Read the Overview First

This note is part of the Micrograd series. Before continuing, it is essential to read Micrograd overview: it explains how these Markdown notes are organized, how the code carries across notes, and how to read or reproduce the material step by step.

Rebuilding the Micrograd neuron in PyTorch

From scalar values to tensors

Micrograd is a scalar-valued autograd engine: each Value object stores one scalar number and one scalar gradient.

PyTorch, instead, is built around tensors. To reproduce the same neuron example as directly as possible, scalar-valued tensors are used. Each tensor below contains a single scalar element.

Precision and gradient tracking

Python floating-point numbers use double precision by default, which corresponds to float64. The Micrograd Value class stores its data using Python floats, so the PyTorch version is cast to double precision with .double() in order to match the same numerical precision.

By default:

torch.tensor([2.0]).dtype

would produce a torch.float32 tensor. After calling:

torch.tensor([2.0]).double().dtype

the tensor uses torch.float64, matching the precision used by Python floats in the Micrograd implementation.

Building the same neuron

The same scalar neuron is rebuilt by representing x1, x2, w1, w2, and b as PyTorch tensors containing a single scalar value.

The operations then produce intermediate tensors.
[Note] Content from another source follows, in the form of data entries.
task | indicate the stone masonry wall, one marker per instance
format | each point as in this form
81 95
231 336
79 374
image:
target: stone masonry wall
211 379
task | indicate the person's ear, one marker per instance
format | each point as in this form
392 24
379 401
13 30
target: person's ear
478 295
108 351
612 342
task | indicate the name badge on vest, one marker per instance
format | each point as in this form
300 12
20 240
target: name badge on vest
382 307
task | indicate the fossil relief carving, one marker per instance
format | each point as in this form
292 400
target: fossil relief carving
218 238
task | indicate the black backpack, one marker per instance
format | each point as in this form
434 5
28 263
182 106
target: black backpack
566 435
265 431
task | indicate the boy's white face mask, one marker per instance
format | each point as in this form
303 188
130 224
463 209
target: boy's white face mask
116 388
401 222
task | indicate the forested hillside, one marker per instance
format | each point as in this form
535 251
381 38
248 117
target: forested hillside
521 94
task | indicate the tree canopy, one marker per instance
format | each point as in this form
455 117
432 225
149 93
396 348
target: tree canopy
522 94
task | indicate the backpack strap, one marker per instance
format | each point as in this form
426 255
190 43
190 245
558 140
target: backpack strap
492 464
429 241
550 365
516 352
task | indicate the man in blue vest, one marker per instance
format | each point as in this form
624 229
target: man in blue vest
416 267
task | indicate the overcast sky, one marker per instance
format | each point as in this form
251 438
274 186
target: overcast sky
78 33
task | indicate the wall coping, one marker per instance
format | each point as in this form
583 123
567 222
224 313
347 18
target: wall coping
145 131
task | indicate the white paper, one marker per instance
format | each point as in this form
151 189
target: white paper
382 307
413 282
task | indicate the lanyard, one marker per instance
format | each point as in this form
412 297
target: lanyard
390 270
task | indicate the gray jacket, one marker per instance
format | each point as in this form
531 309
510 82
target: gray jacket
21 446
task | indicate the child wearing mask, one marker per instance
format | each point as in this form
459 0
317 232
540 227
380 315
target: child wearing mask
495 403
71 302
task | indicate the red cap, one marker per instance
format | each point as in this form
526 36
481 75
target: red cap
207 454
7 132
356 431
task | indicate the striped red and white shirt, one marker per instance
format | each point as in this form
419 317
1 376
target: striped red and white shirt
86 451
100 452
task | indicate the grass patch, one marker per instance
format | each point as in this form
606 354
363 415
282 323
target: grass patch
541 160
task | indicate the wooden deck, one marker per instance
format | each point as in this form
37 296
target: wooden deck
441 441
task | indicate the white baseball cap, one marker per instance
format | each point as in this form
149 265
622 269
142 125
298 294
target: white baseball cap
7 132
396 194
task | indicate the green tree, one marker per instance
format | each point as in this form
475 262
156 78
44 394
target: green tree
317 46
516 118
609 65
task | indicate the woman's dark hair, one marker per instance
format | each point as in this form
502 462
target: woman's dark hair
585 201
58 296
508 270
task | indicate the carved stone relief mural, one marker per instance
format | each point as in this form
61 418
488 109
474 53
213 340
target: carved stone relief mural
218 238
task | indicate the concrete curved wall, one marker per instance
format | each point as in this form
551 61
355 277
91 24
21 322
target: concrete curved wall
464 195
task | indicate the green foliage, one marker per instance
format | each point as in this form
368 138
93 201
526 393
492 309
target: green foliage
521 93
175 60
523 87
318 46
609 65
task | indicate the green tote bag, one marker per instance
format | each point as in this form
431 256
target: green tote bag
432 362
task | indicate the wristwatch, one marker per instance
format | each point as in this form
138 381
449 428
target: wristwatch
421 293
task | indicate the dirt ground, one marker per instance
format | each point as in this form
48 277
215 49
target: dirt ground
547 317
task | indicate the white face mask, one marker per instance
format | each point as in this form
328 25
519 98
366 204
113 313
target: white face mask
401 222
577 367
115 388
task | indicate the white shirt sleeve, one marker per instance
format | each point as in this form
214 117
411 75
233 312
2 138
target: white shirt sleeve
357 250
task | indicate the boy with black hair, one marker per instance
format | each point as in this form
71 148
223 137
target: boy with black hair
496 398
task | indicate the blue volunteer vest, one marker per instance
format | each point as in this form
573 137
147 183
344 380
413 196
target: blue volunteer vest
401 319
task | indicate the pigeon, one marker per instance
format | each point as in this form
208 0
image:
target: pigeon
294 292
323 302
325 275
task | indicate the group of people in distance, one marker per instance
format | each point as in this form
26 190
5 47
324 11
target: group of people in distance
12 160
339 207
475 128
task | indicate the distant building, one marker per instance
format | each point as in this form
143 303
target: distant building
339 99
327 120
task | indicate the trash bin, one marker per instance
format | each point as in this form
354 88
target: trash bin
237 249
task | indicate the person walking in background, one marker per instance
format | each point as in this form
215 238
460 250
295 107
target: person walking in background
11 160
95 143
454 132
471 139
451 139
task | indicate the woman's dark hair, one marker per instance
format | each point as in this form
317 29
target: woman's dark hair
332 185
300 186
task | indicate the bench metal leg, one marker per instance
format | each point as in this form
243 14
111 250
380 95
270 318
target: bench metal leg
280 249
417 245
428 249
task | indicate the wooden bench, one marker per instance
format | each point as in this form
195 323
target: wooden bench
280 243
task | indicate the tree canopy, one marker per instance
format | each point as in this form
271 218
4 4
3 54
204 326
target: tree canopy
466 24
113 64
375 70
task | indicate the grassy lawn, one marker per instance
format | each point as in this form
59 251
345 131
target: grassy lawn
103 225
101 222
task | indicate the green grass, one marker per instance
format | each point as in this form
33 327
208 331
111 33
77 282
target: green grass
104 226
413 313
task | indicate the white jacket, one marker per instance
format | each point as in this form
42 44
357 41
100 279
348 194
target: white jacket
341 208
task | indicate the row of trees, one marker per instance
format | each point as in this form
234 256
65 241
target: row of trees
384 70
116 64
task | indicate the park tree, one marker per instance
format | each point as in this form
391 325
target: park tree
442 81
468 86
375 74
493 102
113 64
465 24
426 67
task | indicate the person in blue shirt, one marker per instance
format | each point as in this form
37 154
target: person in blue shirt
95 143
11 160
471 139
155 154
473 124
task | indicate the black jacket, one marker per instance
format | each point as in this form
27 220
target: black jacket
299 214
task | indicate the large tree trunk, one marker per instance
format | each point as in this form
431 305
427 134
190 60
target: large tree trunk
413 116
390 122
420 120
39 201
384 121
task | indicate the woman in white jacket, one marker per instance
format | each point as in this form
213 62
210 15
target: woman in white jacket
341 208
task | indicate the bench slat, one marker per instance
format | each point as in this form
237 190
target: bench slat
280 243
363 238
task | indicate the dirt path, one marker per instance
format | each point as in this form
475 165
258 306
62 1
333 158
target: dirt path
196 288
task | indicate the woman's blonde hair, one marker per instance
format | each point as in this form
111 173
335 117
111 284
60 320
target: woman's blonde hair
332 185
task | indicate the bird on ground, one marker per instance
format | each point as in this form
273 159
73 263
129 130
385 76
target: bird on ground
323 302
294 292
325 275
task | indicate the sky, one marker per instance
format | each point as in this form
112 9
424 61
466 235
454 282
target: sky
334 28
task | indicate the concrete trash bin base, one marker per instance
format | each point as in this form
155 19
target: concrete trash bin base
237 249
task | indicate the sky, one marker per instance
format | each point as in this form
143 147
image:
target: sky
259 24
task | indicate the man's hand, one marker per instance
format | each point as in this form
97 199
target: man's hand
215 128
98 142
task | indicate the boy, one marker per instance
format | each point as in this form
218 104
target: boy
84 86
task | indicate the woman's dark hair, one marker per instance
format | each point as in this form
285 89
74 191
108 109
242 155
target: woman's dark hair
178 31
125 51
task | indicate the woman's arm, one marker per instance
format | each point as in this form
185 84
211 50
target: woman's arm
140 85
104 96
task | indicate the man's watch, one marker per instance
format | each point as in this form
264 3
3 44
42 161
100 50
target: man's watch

In particular:

The tensor o plays the same role as the output Value object in Micrograd.

Tensor values and gradients

In Micrograd, a Value stores the scalar value in .data and the gradient in .grad.

PyTorch tensors also expose .data and .grad. Since o is a tensor containing a single scalar, .item() extracts that scalar as a plain Python number.

Finally, o.backward() asks PyTorch to run automatic backpropagation from the output tensor o, just as o.backward() did in the custom Value class.

import torch
 
x1 = torch.tensor([2.0]).double()               ; x1.requires_grad = True
x2 = torch.tensor([0.0]).double()               ; x2.requires_grad = True
w1 = torch.tensor([-3.0]).double()              ; w1.requires_grad = True
w2 = torch.tensor([1.0]).double()               ; w2.requires_grad = True
b = torch.tensor([6.8813735870195432]).double() ; b.requires_grad  = True
n = x1*w1 + x2*w2 + b
o = torch.tanh(n)
 
print(o.data.item())
o.backward()
 
 
print('---')
print('x2', x2.grad.item())
print('w2', w2.grad.item())
print('x1', x1.grad.item())
print('w1', w1.grad.item()) 
0.7071066904050358
---
x2 0.5000001283844369
w2 0.0
x1 -1.5000003851533106
w1 1.0000002567688737

Why requires_grad = True is needed

PyTorch builds an autograd graph for operations that involve tensors with requires_grad=True.

In a real PyTorch neural network, weights and biases are usually stored as nn.Parameter objects, and nn.Parameter has requires_grad=True by default.

In this note, however, the neuron is built manually from raw tensors. The tensors x1, x2, w1, w2, and b are leaf tensors because they are not produced by earlier operations. Setting requires_grad = True tells PyTorch that gradients should be tracked from these tensors and accumulated in their .grad fields during the backward pass.

In a normal training setup, gradients are usually needed for parameters such as weights and biases, while raw input data often does not require gradients. In this demonstration, gradients are enabled for both the inputs and the parameters so the PyTorch results can be compared directly with Micrograd.

Micrograd as a scalar special case

The conceptual structure is the same: build a computation graph during the forward pass, then call backward() on the output to populate gradients.

Same idea, larger engine

With scalar-valued tensors, PyTorch reproduces the same computation that was built manually in Micrograd.

The difference is that PyTorch is designed for tensor operations, not only scalar operations. This makes it significantly more efficient in practice, because many operations can be performed in parallel over tensor data.